A signal is a signal One of the key skills for any professional is being able to distinguish signal from noise. Where there is a signal, a surprise, that suggests an established orthodoxy has stopped working then you must immediately take action to protect those at risk. The “regular environment” you relied on is blown. Don’t wait to see if it happens again. Don’t dismiss it as a “one off” or, heaven forbid, the most useless word in the English language, an “outlier”. It is the signals that contain all the information. Don’t relax when the signal isn’t repeated immediately. That is just regression to the mean. It’s what signals do. Something that you didn’t expect has happened. Pierce the veil of bounded rationality. Protect the client, investigate and look to update your practice.

Noise is noise The corollary to taking signals seriously is not mistaking noise for signal. When that happens we start looking for causes specific of an individual outcome when the true causes were generic to all outcomes. Professionals also need to know when they are embedded in a “stable system of trouble”. That brings its own challenges, not least of which is the cost and effort of perpetually protecting the client.

Humility Professionals don’t always get it right. There are individual errors. There are systemic failures of practice. If you have to start hiding behind the shield that you are beyond challenge and that dissenting views are outlawed then you are probably dismissing the best hope you have for avoiding problems.

Continual improvement We have to keep listening to counsels of despair from politicians about productivity. It is down to us. Continual improvement is not just for our individual domain expertise, it’s also about getting better at listening, distinguishing signal from noise and practising humility. It’s about getting better at improving too.

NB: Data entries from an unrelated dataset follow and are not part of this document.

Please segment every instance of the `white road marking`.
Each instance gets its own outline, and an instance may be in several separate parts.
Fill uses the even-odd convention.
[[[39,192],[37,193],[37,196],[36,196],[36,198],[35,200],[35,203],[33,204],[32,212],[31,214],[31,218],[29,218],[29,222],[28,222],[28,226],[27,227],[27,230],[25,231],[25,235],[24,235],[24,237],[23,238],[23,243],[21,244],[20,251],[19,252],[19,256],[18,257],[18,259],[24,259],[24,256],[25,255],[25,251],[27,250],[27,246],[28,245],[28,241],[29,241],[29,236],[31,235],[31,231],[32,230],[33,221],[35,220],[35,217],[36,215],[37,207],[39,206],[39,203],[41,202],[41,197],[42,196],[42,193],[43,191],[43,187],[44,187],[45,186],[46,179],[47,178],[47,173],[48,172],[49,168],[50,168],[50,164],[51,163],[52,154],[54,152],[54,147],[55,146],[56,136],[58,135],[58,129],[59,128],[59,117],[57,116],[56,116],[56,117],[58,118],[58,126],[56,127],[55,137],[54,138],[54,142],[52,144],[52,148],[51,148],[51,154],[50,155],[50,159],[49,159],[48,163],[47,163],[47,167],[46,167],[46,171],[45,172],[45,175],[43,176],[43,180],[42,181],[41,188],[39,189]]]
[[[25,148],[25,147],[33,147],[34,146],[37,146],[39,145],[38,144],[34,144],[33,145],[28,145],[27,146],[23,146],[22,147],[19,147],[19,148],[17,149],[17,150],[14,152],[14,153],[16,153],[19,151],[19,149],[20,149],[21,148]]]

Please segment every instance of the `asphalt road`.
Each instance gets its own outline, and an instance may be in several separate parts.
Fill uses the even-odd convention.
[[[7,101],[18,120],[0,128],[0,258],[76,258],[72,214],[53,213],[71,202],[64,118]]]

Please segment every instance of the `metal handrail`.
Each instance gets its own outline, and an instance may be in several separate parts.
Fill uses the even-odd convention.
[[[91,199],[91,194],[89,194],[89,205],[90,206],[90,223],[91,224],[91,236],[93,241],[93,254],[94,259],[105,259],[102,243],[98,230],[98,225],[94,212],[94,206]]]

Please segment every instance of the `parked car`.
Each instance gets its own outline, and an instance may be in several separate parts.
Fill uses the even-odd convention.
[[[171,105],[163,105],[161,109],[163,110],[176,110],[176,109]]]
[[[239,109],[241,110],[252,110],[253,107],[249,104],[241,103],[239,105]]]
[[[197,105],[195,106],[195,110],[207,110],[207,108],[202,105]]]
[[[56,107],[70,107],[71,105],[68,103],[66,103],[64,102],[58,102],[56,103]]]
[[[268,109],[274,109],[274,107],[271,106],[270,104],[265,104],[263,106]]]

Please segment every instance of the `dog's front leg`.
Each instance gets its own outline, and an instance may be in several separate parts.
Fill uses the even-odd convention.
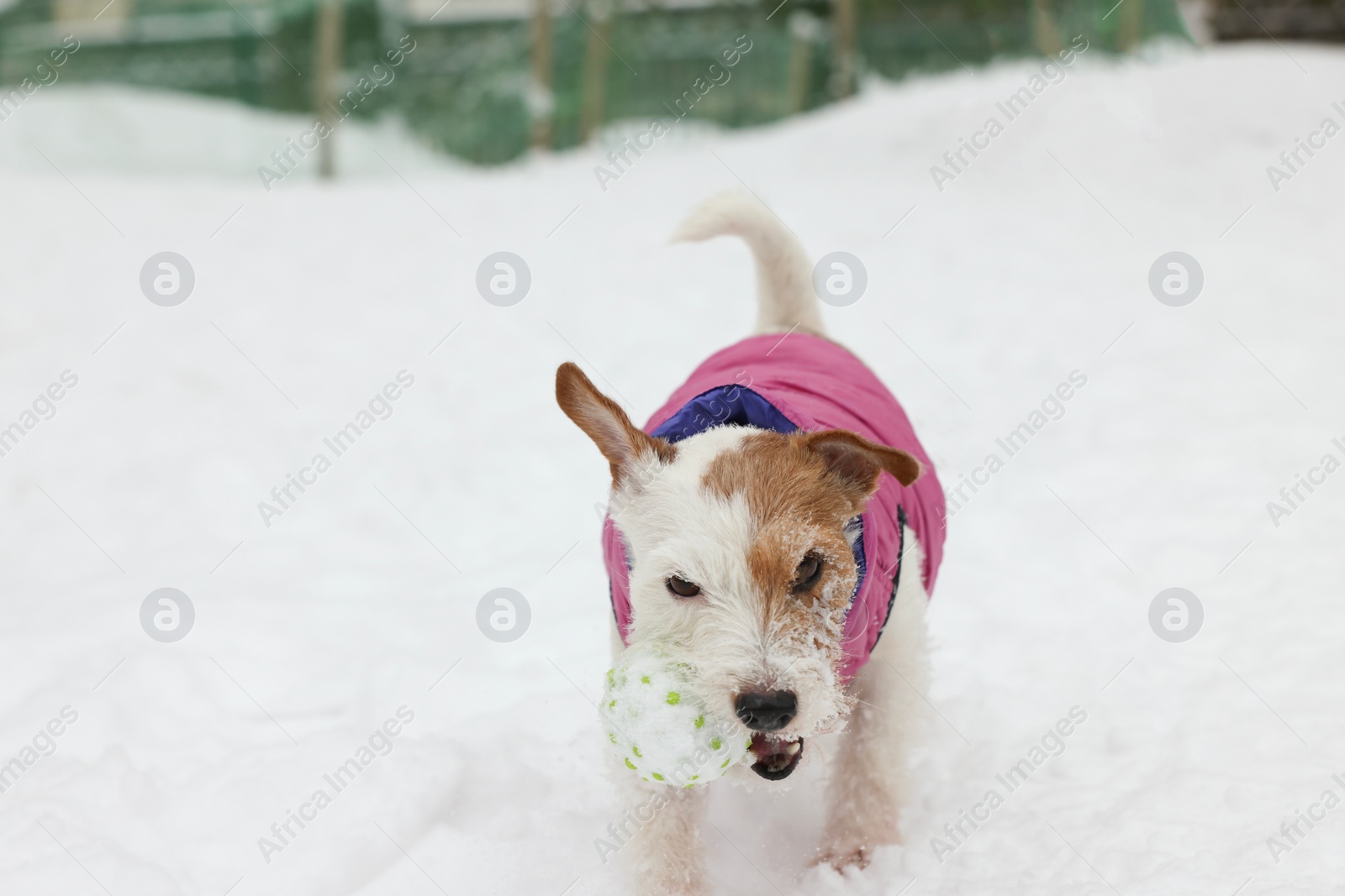
[[[925,592],[919,548],[902,560],[901,586],[882,638],[850,693],[858,700],[833,762],[827,822],[818,861],[837,870],[863,868],[877,846],[901,842],[909,752],[928,690]]]
[[[667,785],[631,789],[640,801],[636,813],[640,827],[627,849],[640,896],[706,896],[710,892],[701,842],[703,791],[705,787]]]

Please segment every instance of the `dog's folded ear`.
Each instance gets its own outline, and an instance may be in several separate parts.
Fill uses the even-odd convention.
[[[806,433],[804,445],[826,461],[827,469],[842,488],[857,496],[857,504],[878,489],[878,476],[886,470],[901,485],[920,478],[920,461],[911,454],[870,442],[849,430]]]
[[[671,442],[648,435],[631,423],[621,406],[597,391],[577,364],[566,361],[555,369],[555,403],[593,439],[612,465],[612,485],[625,484],[640,462],[670,463],[677,457]]]

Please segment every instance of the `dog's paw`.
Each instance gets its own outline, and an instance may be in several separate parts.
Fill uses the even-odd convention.
[[[865,869],[873,861],[873,852],[878,846],[900,845],[901,836],[893,833],[890,837],[876,842],[869,837],[839,836],[829,837],[818,849],[818,857],[812,860],[814,866],[830,865],[843,875],[847,868]]]
[[[841,849],[823,849],[822,853],[812,860],[812,865],[815,868],[829,865],[834,868],[837,873],[843,875],[847,868],[868,868],[872,858],[872,849],[863,845]]]

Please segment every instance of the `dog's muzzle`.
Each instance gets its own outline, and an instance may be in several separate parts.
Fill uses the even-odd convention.
[[[794,774],[803,756],[803,737],[798,740],[780,740],[769,735],[752,735],[752,752],[757,760],[752,763],[752,771],[767,780],[783,780]]]

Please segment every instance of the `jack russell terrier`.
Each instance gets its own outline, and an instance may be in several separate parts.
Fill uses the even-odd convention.
[[[674,240],[726,234],[756,258],[756,334],[701,364],[643,430],[574,364],[555,399],[612,467],[616,654],[656,641],[685,662],[712,719],[751,737],[756,762],[730,772],[742,780],[748,767],[787,778],[807,739],[843,727],[816,862],[862,868],[900,842],[943,489],[897,400],[826,337],[812,265],[767,208],[712,199]],[[664,795],[631,845],[640,891],[706,893],[705,787],[620,778],[642,802]]]

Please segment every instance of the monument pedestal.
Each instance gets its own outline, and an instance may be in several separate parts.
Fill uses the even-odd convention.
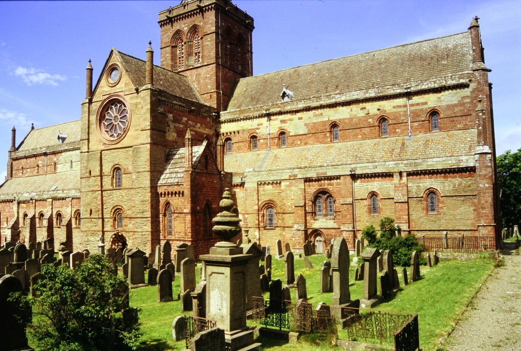
[[[204,262],[206,278],[206,318],[225,331],[230,351],[257,349],[253,330],[246,326],[248,261],[253,255],[242,247],[210,248],[200,258]]]

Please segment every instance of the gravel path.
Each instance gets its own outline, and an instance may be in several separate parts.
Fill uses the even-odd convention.
[[[485,281],[445,340],[448,351],[521,350],[521,256],[504,253],[505,266]]]

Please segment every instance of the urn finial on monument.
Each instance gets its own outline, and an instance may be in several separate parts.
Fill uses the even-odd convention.
[[[212,220],[215,222],[215,225],[212,230],[215,235],[222,238],[223,241],[216,244],[215,247],[237,247],[237,244],[231,241],[231,238],[241,232],[241,227],[239,224],[241,219],[238,215],[232,211],[235,203],[231,199],[231,193],[228,188],[225,189],[222,199],[219,203],[219,206],[221,208],[221,212]]]

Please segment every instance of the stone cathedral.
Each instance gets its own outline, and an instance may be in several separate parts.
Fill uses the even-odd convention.
[[[392,217],[402,235],[500,232],[478,18],[446,36],[252,76],[253,18],[228,0],[159,14],[144,59],[89,62],[79,120],[8,151],[0,243],[207,253],[230,189],[249,237],[322,252]],[[160,49],[161,65],[153,64]],[[79,102],[81,97],[78,97]],[[238,239],[238,238],[237,238]]]

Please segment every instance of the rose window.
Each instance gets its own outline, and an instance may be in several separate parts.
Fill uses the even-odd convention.
[[[100,131],[108,139],[115,140],[122,135],[128,126],[128,109],[123,102],[116,100],[111,103],[104,115],[100,116]]]

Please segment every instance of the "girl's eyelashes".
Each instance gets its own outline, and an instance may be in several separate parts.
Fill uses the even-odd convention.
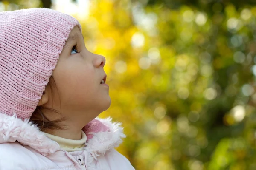
[[[72,50],[71,50],[71,54],[78,53],[78,51],[76,50],[76,45],[75,45],[75,46],[72,48]],[[75,53],[72,53],[73,51],[75,51]]]

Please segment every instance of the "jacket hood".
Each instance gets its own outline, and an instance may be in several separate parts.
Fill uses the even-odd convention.
[[[112,122],[112,118],[96,118],[82,129],[87,136],[84,150],[93,157],[104,155],[105,152],[117,147],[126,137],[120,122]],[[46,156],[61,150],[59,144],[47,137],[29,119],[23,121],[15,115],[10,116],[0,113],[0,143],[18,141]]]

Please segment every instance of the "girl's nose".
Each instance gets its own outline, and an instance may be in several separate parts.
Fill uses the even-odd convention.
[[[100,55],[97,55],[97,60],[96,62],[96,66],[97,67],[104,67],[106,63],[105,57]]]

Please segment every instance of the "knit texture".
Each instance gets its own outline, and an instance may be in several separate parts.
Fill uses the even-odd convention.
[[[35,110],[79,22],[52,9],[0,12],[0,113],[23,120]]]

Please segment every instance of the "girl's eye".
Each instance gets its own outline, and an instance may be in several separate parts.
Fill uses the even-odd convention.
[[[75,53],[72,53],[73,51],[75,51]],[[72,50],[71,50],[71,54],[76,54],[76,53],[78,53],[78,51],[77,51],[77,50],[76,50],[76,44],[74,46],[73,48],[72,48]]]

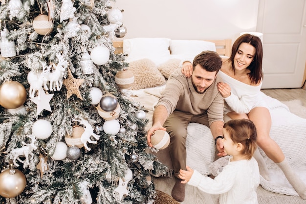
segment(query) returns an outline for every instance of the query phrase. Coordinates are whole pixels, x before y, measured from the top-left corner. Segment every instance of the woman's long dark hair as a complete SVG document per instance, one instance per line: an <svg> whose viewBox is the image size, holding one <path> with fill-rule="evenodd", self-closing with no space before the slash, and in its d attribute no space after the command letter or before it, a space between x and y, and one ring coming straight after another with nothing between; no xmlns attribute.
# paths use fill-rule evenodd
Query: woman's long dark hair
<svg viewBox="0 0 306 204"><path fill-rule="evenodd" d="M257 36L249 34L245 34L239 37L236 40L232 47L232 53L229 60L231 63L231 69L235 73L235 67L234 65L234 58L238 50L239 46L242 43L246 43L251 45L255 48L256 50L254 60L247 67L250 72L248 74L251 80L251 83L254 84L258 83L263 77L262 74L262 44L260 38Z"/></svg>

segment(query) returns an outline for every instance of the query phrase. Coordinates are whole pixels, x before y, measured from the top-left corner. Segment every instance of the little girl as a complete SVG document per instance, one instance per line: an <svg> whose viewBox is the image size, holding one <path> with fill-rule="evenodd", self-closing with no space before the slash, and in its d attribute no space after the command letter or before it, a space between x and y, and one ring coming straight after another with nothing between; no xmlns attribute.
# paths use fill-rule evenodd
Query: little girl
<svg viewBox="0 0 306 204"><path fill-rule="evenodd" d="M224 152L230 155L228 163L215 179L186 166L179 177L183 183L197 187L207 193L220 194L220 204L258 204L256 189L259 169L253 158L257 135L254 123L246 119L231 120L224 124L222 139Z"/></svg>

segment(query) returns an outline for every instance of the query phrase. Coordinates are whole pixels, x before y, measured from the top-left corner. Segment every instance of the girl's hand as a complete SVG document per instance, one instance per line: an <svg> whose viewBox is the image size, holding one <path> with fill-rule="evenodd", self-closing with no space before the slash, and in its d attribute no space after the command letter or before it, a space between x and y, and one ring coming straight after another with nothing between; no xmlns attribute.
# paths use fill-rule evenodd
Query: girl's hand
<svg viewBox="0 0 306 204"><path fill-rule="evenodd" d="M183 73L187 78L190 78L192 75L192 64L186 63L183 65L181 69L182 73Z"/></svg>
<svg viewBox="0 0 306 204"><path fill-rule="evenodd" d="M188 166L186 166L186 169L187 170L187 171L183 170L182 169L179 170L178 177L184 180L181 181L182 183L186 183L190 181L191 176L194 173L194 170L190 168Z"/></svg>
<svg viewBox="0 0 306 204"><path fill-rule="evenodd" d="M231 87L225 83L219 82L217 85L218 91L223 98L227 98L231 95Z"/></svg>

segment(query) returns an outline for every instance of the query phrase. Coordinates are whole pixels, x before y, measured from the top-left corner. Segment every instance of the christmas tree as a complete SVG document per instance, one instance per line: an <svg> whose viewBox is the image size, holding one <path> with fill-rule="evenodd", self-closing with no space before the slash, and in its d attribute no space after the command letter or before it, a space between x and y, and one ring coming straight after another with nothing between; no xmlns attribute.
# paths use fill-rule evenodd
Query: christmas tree
<svg viewBox="0 0 306 204"><path fill-rule="evenodd" d="M121 91L133 78L112 45L122 11L0 3L0 203L153 203L166 168L146 151L145 110Z"/></svg>

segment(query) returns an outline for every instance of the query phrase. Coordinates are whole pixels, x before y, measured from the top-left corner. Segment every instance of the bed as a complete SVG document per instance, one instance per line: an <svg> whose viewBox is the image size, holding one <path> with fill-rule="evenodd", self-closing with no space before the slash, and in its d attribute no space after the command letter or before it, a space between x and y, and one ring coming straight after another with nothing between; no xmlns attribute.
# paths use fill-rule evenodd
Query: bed
<svg viewBox="0 0 306 204"><path fill-rule="evenodd" d="M192 59L204 50L217 51L221 57L231 53L231 40L179 40L163 38L139 38L114 42L117 53L127 55L128 69L134 77L134 82L123 93L131 100L143 105L147 111L149 120L147 128L152 124L154 106L165 87L171 72L178 68L182 60ZM306 119L291 113L284 104L261 92L271 113L272 124L270 136L283 150L291 166L306 183ZM208 128L203 125L190 123L188 127L186 141L187 165L201 173L211 174L209 165L215 159L215 143ZM271 181L261 176L261 185L275 193L298 196L282 172L260 148L270 173ZM152 152L168 166L172 164L167 148Z"/></svg>

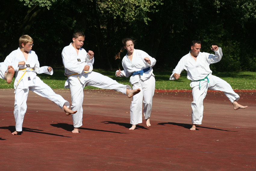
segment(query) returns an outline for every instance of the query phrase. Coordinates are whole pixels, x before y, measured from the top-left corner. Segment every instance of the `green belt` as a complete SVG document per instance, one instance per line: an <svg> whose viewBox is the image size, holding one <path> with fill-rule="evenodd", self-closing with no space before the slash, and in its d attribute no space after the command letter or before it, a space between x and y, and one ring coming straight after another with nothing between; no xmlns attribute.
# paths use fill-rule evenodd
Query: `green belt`
<svg viewBox="0 0 256 171"><path fill-rule="evenodd" d="M207 76L206 76L206 77L205 77L204 78L203 78L203 79L202 79L201 80L196 80L196 81L199 81L199 88L201 88L201 86L200 86L200 81L204 81L204 80L205 80L205 79L207 78L207 83L209 83L209 79L208 78L208 75L209 75L208 74L208 75L207 75Z"/></svg>

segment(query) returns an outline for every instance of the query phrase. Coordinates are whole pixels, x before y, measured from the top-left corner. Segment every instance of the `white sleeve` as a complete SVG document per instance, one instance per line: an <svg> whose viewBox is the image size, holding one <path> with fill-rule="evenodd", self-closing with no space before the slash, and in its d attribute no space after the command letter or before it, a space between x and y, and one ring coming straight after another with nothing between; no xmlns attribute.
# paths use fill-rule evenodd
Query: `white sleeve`
<svg viewBox="0 0 256 171"><path fill-rule="evenodd" d="M143 51L142 52L144 52L144 54L143 54L143 55L142 55L142 59L143 60L143 61L144 61L145 62L145 63L146 63L146 65L150 67L153 67L154 66L155 64L155 63L156 62L156 60L155 58L149 56L149 55L148 55L147 52ZM145 60L144 60L144 59L146 57L148 57L149 59L149 60L150 60L150 62L151 63L150 64L145 61Z"/></svg>
<svg viewBox="0 0 256 171"><path fill-rule="evenodd" d="M15 52L15 51L13 51L7 56L4 62L7 65L11 65L13 67L14 71L17 71L19 69L19 62L15 60L16 57ZM16 52L17 53L17 52Z"/></svg>
<svg viewBox="0 0 256 171"><path fill-rule="evenodd" d="M220 61L222 57L222 50L221 48L219 47L218 49L214 51L215 55L210 54L208 54L207 61L209 63L214 63Z"/></svg>
<svg viewBox="0 0 256 171"><path fill-rule="evenodd" d="M51 75L53 74L53 70L52 68L52 70L50 72L48 71L47 68L49 67L47 66L44 66L40 67L40 64L39 64L39 61L38 61L38 59L37 57L37 55L36 54L35 54L35 60L36 60L36 63L35 65L35 67L33 69L36 71L36 73L38 74L44 73L46 74L49 74Z"/></svg>
<svg viewBox="0 0 256 171"><path fill-rule="evenodd" d="M119 70L117 70L116 72L116 73L117 71L119 71ZM128 72L127 72L125 70L123 70L121 71L121 73L120 73L120 76L118 76L116 74L116 76L118 77L128 77L129 76L131 75L131 74L130 74Z"/></svg>
<svg viewBox="0 0 256 171"><path fill-rule="evenodd" d="M91 59L90 59L90 56L88 55L86 56L86 62L87 63L90 63L92 64L92 65L93 65L93 63L94 63L94 57L92 57L92 58Z"/></svg>
<svg viewBox="0 0 256 171"><path fill-rule="evenodd" d="M186 56L184 56L182 57L179 63L177 66L175 67L175 69L173 70L173 74L170 77L170 79L172 80L174 80L175 79L175 78L173 77L173 74L175 73L180 74L184 70L184 68L185 66L185 64L186 63L186 61L187 60L187 58Z"/></svg>

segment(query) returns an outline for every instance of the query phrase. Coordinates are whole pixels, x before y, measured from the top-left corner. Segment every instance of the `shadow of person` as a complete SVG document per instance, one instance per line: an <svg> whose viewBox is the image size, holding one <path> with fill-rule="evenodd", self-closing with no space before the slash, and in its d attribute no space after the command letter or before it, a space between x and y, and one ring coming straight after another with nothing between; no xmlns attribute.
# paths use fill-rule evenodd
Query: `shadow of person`
<svg viewBox="0 0 256 171"><path fill-rule="evenodd" d="M157 125L165 125L166 124L170 124L170 125L176 125L177 126L181 126L185 128L186 128L187 129L189 129L191 128L191 126L192 125L191 124L187 124L186 123L175 123L175 122L163 122L163 123L159 123L157 124ZM205 128L206 129L214 129L215 130L219 130L220 131L228 131L230 132L238 132L237 131L229 131L228 130L225 130L224 129L218 129L217 128L209 128L208 127L205 127L204 126L198 126L196 125L196 130L199 130L197 128Z"/></svg>
<svg viewBox="0 0 256 171"><path fill-rule="evenodd" d="M113 122L112 121L105 121L101 122L103 122L105 124L115 124L116 125L118 125L125 127L126 128L131 128L131 124L128 123L127 123L116 122ZM138 125L136 125L136 128L135 128L135 129L139 129L140 128L141 129L148 129L146 128L145 128L143 126L141 126Z"/></svg>
<svg viewBox="0 0 256 171"><path fill-rule="evenodd" d="M66 131L70 132L72 131L74 128L73 125L70 125L65 123L58 123L57 124L51 124L50 125L52 126L54 126L55 127L60 128L62 128ZM101 132L111 132L112 133L116 133L117 134L127 134L127 133L123 133L120 132L116 132L115 131L106 131L105 130L96 129L91 129L90 128L87 128L80 127L79 128L79 130L80 130L81 129L88 130L89 131L100 131Z"/></svg>
<svg viewBox="0 0 256 171"><path fill-rule="evenodd" d="M15 126L3 126L0 127L0 129L7 129L10 131L11 132L13 132L15 131ZM67 137L61 135L59 135L58 134L52 134L51 133L48 133L47 132L40 132L41 131L43 131L43 130L40 130L40 129L32 129L29 128L28 128L22 127L22 131L21 132L20 132L18 135L21 135L23 133L23 132L33 132L34 133L39 133L40 134L46 134L47 135L54 135L55 136L59 136L60 137Z"/></svg>

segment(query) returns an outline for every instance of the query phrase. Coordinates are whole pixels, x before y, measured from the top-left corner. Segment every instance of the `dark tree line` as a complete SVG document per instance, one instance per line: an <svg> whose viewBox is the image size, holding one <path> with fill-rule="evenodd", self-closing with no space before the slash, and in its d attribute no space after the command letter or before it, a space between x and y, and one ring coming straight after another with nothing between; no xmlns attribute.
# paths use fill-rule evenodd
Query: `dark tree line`
<svg viewBox="0 0 256 171"><path fill-rule="evenodd" d="M94 67L121 67L114 57L122 39L157 60L154 68L172 70L199 39L202 52L214 44L223 56L218 71L256 70L256 1L253 0L8 0L0 4L0 57L18 47L19 38L34 40L42 65L62 65L61 52L73 33L86 35L83 48L95 53ZM123 52L121 56L125 55Z"/></svg>

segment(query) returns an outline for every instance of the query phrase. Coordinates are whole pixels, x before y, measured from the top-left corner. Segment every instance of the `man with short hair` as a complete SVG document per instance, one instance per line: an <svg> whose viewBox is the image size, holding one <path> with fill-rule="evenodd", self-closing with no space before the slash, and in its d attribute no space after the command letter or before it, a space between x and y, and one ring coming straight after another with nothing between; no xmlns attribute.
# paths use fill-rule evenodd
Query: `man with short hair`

Professionals have bodies to kick and souls to damn

Over two hundred years ago, English judge Edward Thurlow famously observed that corporations have neither bodies to kick nor souls to damn. I am always baffled by calls, in cases like that of Grenfell Tower, for prosecutions for corporate manslaughter. The calls seem to reflect a mistaken sentiment that corporate manslaughter is some sort of aggravated form of manslaughter. This isn’t just manslaughter, it’s corporate manslaughter. But why would anybody want to relieve individuals of responsibility and impose it on a faceless abstraction?

Part of the deal when seeking certification as a professional is that you assume a responsibility to society. That’s where you get your status from. When you fail you will be held to account. There are always voices calling for an end to blame culture. But have no doubt, it is a professional’s duty to act within the standards she has adopted. If she falls below those standards then reparation is expected, to the extent that it remains possible. Anybody who causes death when they fall sufficiently far below standard can expect to be indicted for manslaughter and, on conviction, punished and shamed. There is a principle in criminal law called fair labelling. The name of a crime must reflect the offence. Manslaughter is a fair label in such cases.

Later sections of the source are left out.